Feb 18 (Reuters) – Australian oil and gas producer Santos Ltd reported a steeper-than-expected drop in annual profit on Wednesday, hurt by weak commodity prices, and said it would reduce its headcount by about 10% as major growth projects near completion.
Shares of Australia’s second-largest gas producer slipped as much as 1.8% in early trading, but retraced most of those losses to trade marginally lower as of 0020 GMT.
Chief Executive Kevin Gallagher said that, as it delivered on its Barossa LNG offshore project and neared completion of the Pikka phase 1 project in Alaska, its growth projects would transition to the “base business”.
“As these major growth projects come to an end and become a part of the base business, and as we deliver on our cost savings objectives, we are targeting a headcount reduction of around 10%, rightsizing the business.”
Santos employs around 4,028 people, according to its 2025 annual report issued along with the results announcement, implying the layoffs would affect around 400 roles. The gas producer did not provide any further details on the cuts.
“The market should like the targeted 10% headcount reduction as a sign of lower forecast operating costs,” analysts at Jarden said.

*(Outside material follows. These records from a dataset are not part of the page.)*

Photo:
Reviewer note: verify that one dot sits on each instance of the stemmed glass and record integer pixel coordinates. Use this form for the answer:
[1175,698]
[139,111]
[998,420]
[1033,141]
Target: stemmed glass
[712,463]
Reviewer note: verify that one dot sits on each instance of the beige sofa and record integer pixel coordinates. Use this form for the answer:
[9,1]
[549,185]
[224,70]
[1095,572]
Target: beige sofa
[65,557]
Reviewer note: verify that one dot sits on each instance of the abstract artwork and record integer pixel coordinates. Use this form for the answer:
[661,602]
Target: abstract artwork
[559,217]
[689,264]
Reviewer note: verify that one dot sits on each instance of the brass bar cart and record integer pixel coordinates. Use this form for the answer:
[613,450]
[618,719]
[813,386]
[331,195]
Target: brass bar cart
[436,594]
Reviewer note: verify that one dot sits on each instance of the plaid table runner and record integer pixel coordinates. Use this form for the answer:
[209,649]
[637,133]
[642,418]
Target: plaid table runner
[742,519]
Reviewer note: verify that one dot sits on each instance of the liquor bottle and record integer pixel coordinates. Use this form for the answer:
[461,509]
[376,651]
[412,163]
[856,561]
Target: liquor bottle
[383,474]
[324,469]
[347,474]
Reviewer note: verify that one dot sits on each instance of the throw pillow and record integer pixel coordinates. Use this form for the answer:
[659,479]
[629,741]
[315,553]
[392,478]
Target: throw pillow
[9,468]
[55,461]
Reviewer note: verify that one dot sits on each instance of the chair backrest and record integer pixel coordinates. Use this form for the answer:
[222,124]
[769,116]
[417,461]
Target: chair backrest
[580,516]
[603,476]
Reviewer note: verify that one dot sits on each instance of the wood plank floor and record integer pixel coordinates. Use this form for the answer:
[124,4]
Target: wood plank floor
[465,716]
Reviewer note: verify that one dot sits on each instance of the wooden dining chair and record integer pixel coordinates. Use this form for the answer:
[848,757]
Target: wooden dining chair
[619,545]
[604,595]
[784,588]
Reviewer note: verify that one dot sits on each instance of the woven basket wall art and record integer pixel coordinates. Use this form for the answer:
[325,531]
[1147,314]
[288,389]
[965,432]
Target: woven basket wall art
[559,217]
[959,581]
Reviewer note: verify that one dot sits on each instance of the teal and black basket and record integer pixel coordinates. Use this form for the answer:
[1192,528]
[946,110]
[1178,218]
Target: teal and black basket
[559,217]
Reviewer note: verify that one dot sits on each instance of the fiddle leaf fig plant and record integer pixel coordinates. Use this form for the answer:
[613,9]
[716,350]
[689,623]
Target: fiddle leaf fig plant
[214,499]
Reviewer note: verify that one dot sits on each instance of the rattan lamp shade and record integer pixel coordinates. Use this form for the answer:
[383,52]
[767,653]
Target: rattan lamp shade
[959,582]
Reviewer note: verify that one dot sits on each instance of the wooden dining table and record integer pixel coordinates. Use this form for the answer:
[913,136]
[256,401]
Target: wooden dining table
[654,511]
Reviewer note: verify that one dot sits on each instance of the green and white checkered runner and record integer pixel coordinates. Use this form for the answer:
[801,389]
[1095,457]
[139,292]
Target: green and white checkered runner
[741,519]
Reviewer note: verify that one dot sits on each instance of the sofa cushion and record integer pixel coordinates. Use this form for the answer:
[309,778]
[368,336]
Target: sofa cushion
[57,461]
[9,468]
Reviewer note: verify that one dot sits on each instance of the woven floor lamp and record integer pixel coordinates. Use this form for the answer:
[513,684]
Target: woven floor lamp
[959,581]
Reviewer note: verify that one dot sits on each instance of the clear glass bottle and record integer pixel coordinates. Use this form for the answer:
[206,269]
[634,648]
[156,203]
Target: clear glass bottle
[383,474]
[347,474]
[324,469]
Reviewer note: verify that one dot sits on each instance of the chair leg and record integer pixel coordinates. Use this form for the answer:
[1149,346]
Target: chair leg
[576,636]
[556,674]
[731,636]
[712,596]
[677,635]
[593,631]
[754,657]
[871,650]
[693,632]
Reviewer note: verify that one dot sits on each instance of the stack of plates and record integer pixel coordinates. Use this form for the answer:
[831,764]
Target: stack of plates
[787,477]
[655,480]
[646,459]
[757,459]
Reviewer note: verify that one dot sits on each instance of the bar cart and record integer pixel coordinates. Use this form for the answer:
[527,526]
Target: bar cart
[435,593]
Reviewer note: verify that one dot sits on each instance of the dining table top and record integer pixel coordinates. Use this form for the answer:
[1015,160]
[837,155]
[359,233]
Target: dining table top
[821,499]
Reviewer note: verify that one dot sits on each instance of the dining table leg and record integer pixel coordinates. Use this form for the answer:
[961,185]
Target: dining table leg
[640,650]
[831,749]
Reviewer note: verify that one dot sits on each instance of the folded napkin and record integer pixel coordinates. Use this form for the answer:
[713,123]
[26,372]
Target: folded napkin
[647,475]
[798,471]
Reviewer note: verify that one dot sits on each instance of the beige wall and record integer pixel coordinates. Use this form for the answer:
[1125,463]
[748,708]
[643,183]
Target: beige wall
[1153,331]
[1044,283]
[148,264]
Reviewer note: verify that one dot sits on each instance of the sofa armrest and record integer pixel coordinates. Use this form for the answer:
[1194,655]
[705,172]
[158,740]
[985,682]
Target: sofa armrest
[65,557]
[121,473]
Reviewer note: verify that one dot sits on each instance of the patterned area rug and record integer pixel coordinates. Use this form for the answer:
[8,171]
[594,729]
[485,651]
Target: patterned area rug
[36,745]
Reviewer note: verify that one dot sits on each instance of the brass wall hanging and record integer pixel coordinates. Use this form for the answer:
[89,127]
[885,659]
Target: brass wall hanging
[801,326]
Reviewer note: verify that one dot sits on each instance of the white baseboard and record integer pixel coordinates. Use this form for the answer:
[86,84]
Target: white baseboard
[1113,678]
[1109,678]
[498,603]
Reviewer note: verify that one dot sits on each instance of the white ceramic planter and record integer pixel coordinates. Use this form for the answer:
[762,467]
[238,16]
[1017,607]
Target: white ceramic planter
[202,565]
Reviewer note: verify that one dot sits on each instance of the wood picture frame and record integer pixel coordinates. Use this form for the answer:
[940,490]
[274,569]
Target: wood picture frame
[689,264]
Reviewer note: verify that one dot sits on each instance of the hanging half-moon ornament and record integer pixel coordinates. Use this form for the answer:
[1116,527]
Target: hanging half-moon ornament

The company added that it will prioritise conducting “a strategic review of Australian Integrated Oil and Gas Portfolio” in 2026, which Jarden said, “may imply a potential for (Santos’) Australian asset divestments”.
Underlying earnings for fiscal year 2025 at the oil and gas producer tumbled 25% from the prior year to $898 million, missing the Visible Alpha consensus of $904 million by a wide margin.
Weaker commodity prices and a delay in ramping up Barossa LNG due to a technical issue impacted annual earnings.
Santos declared a final dividend of 10.3 cents per share, in line with the FY24 payout but below the market consensus of 20 cents. Revenue for fiscal year 2025 fell 8% to $4.94 billion.